Working toward downsizing. I have to thank my fabulous neighbors: Most of all Lisa then; Jeff, Victor, Kathy, Lucas, Tami, Randy and Sadie. I will never forget ya'll. Thank you for all your support. Special thank to my wonderful children, who have loved me through it all; and Joanie who pulls me in whenever I allow her to do so. (I love you greatly.)
This is the finalizing of the past chapter of my life. I am happier than I thought was possible. Making new friends, re-building important relationships and forging ahead.
I do have to say, I am not necessarily proud of how I've handled some aspects of this transition. What I have learned, am learning, is this; no matter how hard one tries to convince anyone, to see things thier way, it only serves to entrench them in their stance, and exaserbate your frustration.

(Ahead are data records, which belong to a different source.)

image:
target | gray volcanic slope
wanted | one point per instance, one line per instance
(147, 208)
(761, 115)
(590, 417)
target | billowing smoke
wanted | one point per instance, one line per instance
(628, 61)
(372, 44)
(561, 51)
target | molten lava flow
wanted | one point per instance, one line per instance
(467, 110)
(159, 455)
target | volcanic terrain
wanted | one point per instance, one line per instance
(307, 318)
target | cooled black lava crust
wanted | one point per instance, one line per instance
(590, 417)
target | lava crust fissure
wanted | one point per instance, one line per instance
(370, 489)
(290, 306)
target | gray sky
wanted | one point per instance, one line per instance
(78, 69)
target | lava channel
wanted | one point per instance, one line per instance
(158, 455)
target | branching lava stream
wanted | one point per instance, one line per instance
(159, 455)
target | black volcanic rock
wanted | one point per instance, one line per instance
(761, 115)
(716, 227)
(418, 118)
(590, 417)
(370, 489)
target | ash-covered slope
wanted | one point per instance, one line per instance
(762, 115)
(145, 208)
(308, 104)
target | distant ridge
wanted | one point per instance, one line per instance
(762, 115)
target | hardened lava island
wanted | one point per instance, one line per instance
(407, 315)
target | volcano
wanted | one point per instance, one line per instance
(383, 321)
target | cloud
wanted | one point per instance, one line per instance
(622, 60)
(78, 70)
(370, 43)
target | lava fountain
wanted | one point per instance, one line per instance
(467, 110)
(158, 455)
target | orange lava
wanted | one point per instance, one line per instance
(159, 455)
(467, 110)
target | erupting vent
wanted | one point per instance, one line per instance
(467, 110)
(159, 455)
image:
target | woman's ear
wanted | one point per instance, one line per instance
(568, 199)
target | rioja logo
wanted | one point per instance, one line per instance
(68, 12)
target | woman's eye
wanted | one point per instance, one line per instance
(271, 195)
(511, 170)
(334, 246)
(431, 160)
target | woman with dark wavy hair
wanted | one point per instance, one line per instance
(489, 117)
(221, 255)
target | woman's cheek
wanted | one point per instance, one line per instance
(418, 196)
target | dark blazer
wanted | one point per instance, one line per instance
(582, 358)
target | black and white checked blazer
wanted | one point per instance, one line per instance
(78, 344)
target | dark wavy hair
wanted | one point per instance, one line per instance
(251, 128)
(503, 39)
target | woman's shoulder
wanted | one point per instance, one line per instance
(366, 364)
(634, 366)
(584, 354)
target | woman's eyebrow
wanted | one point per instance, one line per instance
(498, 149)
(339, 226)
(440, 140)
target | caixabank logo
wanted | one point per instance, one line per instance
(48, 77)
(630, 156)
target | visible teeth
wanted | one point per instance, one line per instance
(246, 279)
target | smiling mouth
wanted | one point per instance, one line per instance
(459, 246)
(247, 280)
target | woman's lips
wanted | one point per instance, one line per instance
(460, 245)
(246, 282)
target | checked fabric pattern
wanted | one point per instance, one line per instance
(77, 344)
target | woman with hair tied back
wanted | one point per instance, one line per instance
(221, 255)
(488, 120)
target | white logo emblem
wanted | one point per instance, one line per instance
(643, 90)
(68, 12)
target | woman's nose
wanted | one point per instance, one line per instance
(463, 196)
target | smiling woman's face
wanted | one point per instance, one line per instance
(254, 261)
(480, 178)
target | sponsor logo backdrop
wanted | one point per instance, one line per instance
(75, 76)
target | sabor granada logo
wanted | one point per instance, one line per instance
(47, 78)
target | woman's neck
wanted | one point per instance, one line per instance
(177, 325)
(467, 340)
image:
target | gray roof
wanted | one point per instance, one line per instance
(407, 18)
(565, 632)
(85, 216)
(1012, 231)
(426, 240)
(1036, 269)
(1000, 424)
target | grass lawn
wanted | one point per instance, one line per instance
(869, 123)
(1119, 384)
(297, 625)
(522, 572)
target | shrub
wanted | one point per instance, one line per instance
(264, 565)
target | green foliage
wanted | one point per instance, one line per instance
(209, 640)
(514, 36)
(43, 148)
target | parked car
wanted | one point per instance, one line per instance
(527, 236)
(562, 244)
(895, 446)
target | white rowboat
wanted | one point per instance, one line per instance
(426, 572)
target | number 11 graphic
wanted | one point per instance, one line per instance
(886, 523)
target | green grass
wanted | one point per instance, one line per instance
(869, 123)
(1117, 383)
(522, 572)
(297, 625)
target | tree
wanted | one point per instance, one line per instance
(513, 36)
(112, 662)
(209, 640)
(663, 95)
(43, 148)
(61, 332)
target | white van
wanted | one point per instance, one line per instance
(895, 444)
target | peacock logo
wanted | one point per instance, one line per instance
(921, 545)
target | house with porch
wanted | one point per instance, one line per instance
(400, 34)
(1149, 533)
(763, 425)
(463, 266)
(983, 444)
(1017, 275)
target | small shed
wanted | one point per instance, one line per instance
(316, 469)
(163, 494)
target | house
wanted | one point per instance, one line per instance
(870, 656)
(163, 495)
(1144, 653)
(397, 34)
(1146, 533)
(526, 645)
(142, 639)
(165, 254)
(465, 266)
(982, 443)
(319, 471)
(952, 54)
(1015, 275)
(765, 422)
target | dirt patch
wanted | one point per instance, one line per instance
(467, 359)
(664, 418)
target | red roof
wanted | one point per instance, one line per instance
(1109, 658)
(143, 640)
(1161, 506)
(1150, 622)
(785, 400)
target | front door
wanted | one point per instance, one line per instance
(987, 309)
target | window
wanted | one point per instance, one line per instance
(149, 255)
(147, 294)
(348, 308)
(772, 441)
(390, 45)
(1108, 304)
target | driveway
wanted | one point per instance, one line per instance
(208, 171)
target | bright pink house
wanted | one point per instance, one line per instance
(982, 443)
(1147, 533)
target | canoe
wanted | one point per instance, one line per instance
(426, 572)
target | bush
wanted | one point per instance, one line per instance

Not to say "they" are wrong. It's just their point of view. When we are emotionally attached to someone or something, it distorts our view and point of focus. We are no longer objective.
This morning, I want to express my love to those, whom I've let go. I sincerely acknowledge and accept my part in the distruction of relationships I have valued. I hope and pray you can, someday, forgive me. Mostly learn from the pain.
What I'd like to call attention to is this: Nobody else is responsible for my happiness. The fact that I did not know this, caused me and those around me, un-necessary years of pain.
Today I take responsibility for my own happiness. Our happiness is only contingent on others, to the extent we allow it.
Fantasizing the freedom to be happy, no matter what anyone thinks of me.